Sara è stata bruciata viva.

Sara aveva diritto di vivere, sognare, avere un futuro.

Sara aveva il diritto di interrompere una storia senza doverne pagare delle conseguenze.

Sara aveva diritto di iniziare a vivere una nuova storia.

Sara non doveva essere bruciata viva.

Sara, come tutte le altre donne uccise per mano di un uomo, avevano diritto di vivere, amare, chiudere un capitolo, iniziarne un altro.

Sara non era un oggetto, non era un giocattolo.

Sara era vita.

Cosa deve succedere ancora per capire che nella nostra società c’ è qualcosa che non funziona? Cosa deve capitare ancora per comprendere che si è inceppato un meccanismo nell’educazione delle persone, che si è perso un tassello fondamentale che è quello del rispetto del prossimo?

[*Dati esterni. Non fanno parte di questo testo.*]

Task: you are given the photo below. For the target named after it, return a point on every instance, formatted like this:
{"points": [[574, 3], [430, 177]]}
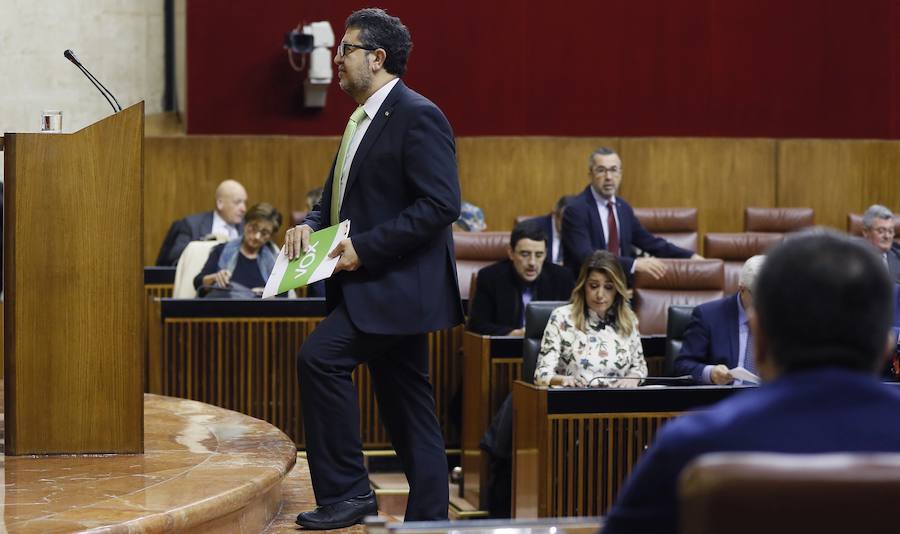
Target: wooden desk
{"points": [[573, 448], [241, 355], [490, 365]]}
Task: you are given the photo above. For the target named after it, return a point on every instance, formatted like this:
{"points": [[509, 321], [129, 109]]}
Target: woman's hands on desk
{"points": [[720, 375], [567, 381], [221, 278]]}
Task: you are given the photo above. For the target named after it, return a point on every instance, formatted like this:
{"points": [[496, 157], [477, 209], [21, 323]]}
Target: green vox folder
{"points": [[311, 267]]}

Quante Sara devono perdere la vita prima di iniziare a interrogarci nel profondo, quante Sara devono essere uccise prima di iniziare a capire che troppe persone sono totalmente prive di un’educazione sentimentale?

Quando inizieremo a parlare di queste situazioni a scuola? Quando si inizierà a parlare delle storie di Sara, di Chiara, di Stefania in ore appositamente dedicate?

Quando faremo capire alle ragazze e ai ragazzi, attraverso la narrazione di queste vicende drammaticamente reali, che c’ è un unico modo di amare corretto, che è quello che rispetta l’altro anche quando una storia finisce?

Quando?

Siamo stanche di chiedere e non avere risposta. Siamo incazzate per quello che è successo a Sara e alle tante donne di cui abbiamo parlato in questi anni.

Siamo stanche di vedere che nulla cambia e che nulla viene fatto per attuare un cambiamento.